The invention provides a high-wind-speed low-power-consumption wind-guiding heat-dissipating structure which mainly comprises a wind-guiding cover, an air inlet, an air outlet and a heat-dissipating fan. The wind scooper is laid in the box body of the server case and covered on the surface of each heating component on the server mainboard, so that the protection is formed on the one hand for each heating component, and on the other hand, external cold air is supplied to circulate inside to dissipate heat of the heating component. The air inlet is arranged on the front end face of the air guide cover and is mainly used for introducing outside cold air. The air outlet is arranged on the rear end face of the air guide cover and is mainly used for guiding the external cold air after heat exchange to the outside again. The air outlet is provided with a plurality of cooling fans for pumping out air in the air guide cover. So, under the unchangeable condition of air intake sectional area (for prior art), the sectional area of air outlet diminishes will make the wind speed of flow improve to improved the speed that the heat of external cold air will generate heat the part and take out to the external world, and then improved and generated heat the heat exchange efficiency between the part. Meanwhile, the sectional area of the air outlet is reduced, and the installation number of the cooling fans is correspondingly reduced, so that the power consumption is reduced, and the occupied space is reduced. In conclusion, the high-wind-speed low-power-consumption wind-guiding heat-dissipating structure provided by the invention can improve the air flow rate in the wind-guiding cover, strengthen the heat exchange performance, improve the heat-dissipating efficiency and simultaneously reduce the power consumption and the space occupation.

Drawings

In order to more clearly illustrate the embodiments of the present invention or the technical solutions in the prior art, the drawings used in the description of the embodiments or the prior art will be briefly described below, it is obvious that the drawings in the following description are only embodiments of the present invention, and for those skilled in the art, other drawings can be obtained according to the provided drawings without creative efforts.

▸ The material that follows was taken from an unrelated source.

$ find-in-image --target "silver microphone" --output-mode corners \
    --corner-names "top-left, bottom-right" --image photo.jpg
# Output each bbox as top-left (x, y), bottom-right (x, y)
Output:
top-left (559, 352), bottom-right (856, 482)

Fig. 1 is a schematic overall structure diagram of an embodiment of the present invention.

Fig. 2 is a detailed structural diagram of the heat dissipation fan shown in fig. 1.

Wherein, in fig. 1-2:

the air guide cover-1, the cooling fan-2 and the temperature display screen-3;

air inlet-101, air outlet-102, section wall-103, observation hole-104.

Detailed Description

The technical solutions in the embodiments of the present invention will be clearly and completely described below with reference to the drawings in the embodiments of the present invention, and it is obvious that the described embodiments are only a part of the embodiments of the present invention, and not all of the embodiments. All other embodiments, which can be derived by a person skilled in the art from the embodiments given herein without making any creative effort, shall fall within the protection scope of the present invention.

Referring to fig. 1, fig. 1 is a schematic overall structure diagram of an embodiment of the present invention.

In an embodiment of the present invention, the wind guiding and heat dissipating structure with high wind speed and low power consumption mainly includes a wind guiding cover 1, an air inlet 101, an air outlet 102 and a heat dissipating fan 2.

The wind scooper 1 is laid in the box of the server case and covered on the surface of each heating component on the server motherboard, on one hand, the wind scooper protects each heating component, and on the other hand, outside cold air is supplied to circulate inside to dissipate heat of the heating component.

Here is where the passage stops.